Massachusetts Rep. Michael Capuano agrees that customers are negatively affected by these business practices.

“I go in the computer to try to figure out which flight I want to take. Some charge fees for baggage. Some charge fees for oxygen. Who knows? You can’t get comparable prices,” Capuano said.

As expected, executives from United and American disagreed, saying the baggage fees help keep other costs, such a ticket prices, low.

ESPN Facing Major Layoffs

A photo of an ESPN microphone.

Photo credit: Leonard Zhukovsky / Shutterstock

ESPN is the latest organization to be hit by the digital craze. The sports network is laying off 100 employees this week (mostly on-air talent) hitting every facet of the organization as ESPN is moving toward a mostly digitized medium.

Sources say the decision comes after an increasing amount of costs and decreasing number of cable subscribers have cut into its bottom line. For a network that has spent billions of dollars in deals with major sports teams and events, layoffs are no surprise to anyone. So who is getting hit? Well, some big names at the network.

Yesterday, Deadspin posted a number of tweets from ESPN anchors, writers, and reporters who were given the bad news, some of who worked at the network for decades.

NFL Reporter Ed Werder was one of the first to go.

“After 17 years reporting on #NFL, I’ve been informed that I’m being laid off by ESPN effective immediately. I have no plans to retire,” he tweeted.

“SportsCenter” Anchor Jay Crawford, Big Ten Reporter Brian Bennett, and MLB Writer Jayson Stark are some of the other talent who are now gone. College Basketball reporter C.L. Brown found out about his firing while on vacation.

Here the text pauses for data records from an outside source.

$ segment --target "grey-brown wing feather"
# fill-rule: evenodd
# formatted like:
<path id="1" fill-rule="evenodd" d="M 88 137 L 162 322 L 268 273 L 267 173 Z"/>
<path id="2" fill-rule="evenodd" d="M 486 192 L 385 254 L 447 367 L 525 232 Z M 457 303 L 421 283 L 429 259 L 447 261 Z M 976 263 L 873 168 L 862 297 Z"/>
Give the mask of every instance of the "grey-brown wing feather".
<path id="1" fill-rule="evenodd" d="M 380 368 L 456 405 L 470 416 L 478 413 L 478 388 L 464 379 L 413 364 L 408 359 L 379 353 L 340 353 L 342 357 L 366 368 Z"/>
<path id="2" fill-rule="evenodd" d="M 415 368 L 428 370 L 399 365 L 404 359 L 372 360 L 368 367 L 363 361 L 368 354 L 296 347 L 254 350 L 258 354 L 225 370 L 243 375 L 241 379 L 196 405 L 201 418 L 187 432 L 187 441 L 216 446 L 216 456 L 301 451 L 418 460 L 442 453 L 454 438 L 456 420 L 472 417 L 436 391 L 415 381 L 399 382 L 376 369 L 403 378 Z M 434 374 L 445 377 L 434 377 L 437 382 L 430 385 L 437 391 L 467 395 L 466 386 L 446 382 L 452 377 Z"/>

ESPN President John Skipper noted how difficult this decision was, thanking the former employees for their “great work” and “many contributions,” yet made it clear that the layoffs had to be done.

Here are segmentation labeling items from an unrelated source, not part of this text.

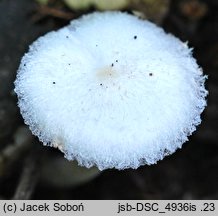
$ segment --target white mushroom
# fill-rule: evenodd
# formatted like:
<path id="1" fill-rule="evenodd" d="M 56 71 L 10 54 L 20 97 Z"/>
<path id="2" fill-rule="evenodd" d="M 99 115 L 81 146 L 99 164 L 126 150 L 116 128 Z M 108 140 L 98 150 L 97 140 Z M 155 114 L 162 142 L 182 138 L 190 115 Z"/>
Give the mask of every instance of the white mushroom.
<path id="1" fill-rule="evenodd" d="M 34 42 L 15 92 L 45 145 L 86 167 L 125 169 L 188 140 L 205 79 L 186 43 L 127 13 L 96 12 Z"/>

“Dynamic change demands an increased focus on versatility and value,” Skipper stated, “and as a result, we have been engaged in the challenging process of determining the talent–anchors, analysts, reporters, writers, and those who handle play-by-play–necessary to meet those demands.”

Many of the people laid off were at the end of their contracts and unwilling to take a massive pay cut. The rest of which were bought out of their contracts.

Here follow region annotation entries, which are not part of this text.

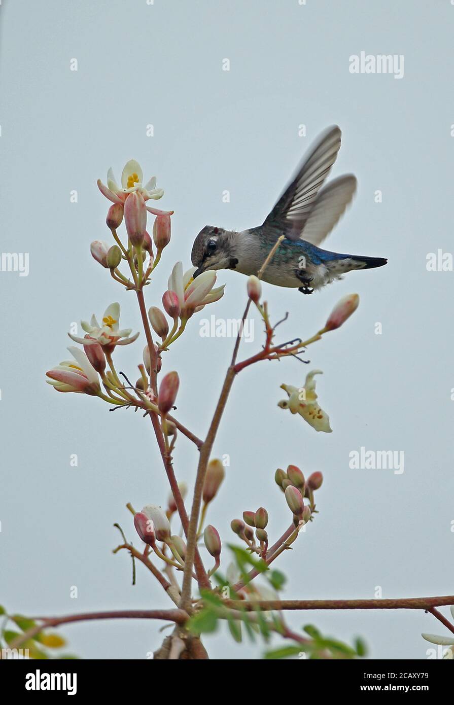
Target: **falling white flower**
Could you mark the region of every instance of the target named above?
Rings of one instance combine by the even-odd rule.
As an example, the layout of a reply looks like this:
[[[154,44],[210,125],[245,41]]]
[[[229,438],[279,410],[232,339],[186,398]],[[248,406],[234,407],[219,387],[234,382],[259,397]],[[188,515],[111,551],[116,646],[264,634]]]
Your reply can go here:
[[[76,392],[96,396],[100,391],[99,378],[85,353],[79,348],[68,348],[74,360],[63,360],[46,374],[46,380],[58,392]]]
[[[317,403],[315,392],[314,374],[323,374],[321,369],[313,369],[306,376],[303,387],[293,387],[290,384],[281,384],[281,388],[287,392],[288,399],[284,399],[278,404],[281,409],[290,409],[292,414],[300,414],[316,431],[331,433],[329,417],[321,409]]]

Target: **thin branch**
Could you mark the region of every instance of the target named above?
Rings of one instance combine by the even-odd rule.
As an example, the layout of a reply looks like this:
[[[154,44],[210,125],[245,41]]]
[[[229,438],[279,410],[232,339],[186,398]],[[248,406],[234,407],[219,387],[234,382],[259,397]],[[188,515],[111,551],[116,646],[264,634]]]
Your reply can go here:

Meet the Unicorn Frappuccino That Everyone is Raving About

A photo of a pink and blue "Unicorn Frappuccino" from Starbucks.

Photo credit: Brian Chow at Flickr Creative Commons.

Starbucks’ new multi-colored drink is a dream come true for sugar enthusiasts and frozen drink lovers, offering an array of colors and flavors with every sip and giving drinkers one sweet-filled experience.

“Like its mythical namesake, the Unicorn Frappuccino blended crème comes with a bit of magic, starting as a purple beverage with swirls of blue and a first taste that is sweet and fruity,” a spokesperson for Starbucks said in a statement. “But give it a stir and its color changes to pink, and the flavor evolves to tangy and tart. The more swirl, the more the beverage’s color and flavors transform.”

This limited edition drink is only being offered from April 19 through April 23, and it’s caffeine free, so coffee lovers won’t be offended by this sugar-filled creation. The Unicorn Frap consists of the crème Frappuccino mixed with mango syrup and dusted with a pink powder and sour blue drizzle. Then it’s topped with vanilla whipped cream and sweet pink and sour blue powder, making it paradise in a cup for all sweets lovers.

Starbucks says its inspiration for the drink came from the Internet, as social media is blowing up with pictures and recipes of Unicorn-themed foods and beverages. Not one to shy away from a trend, Starbucks decided to play along and offer loyal customers something fun and festive before people moved on to something else. Case in point: last year’s Pokemon Go Frappuccino.

Naturally, people have been going crazy and posting their excitement on Snapchat, Twitter and Instagram. It’s safe to say that social media will be bombarded with photos of the drink this coming week, as the frap is expected to sell out.

It should also be noted–although I’m sure it’s no surprise–that the Unicorn Frappuccino is not friendly to those watching their diet. A tall Frap with whole milk comes in at 280 calories, with 11 grams of fat and 39 grams of sugar.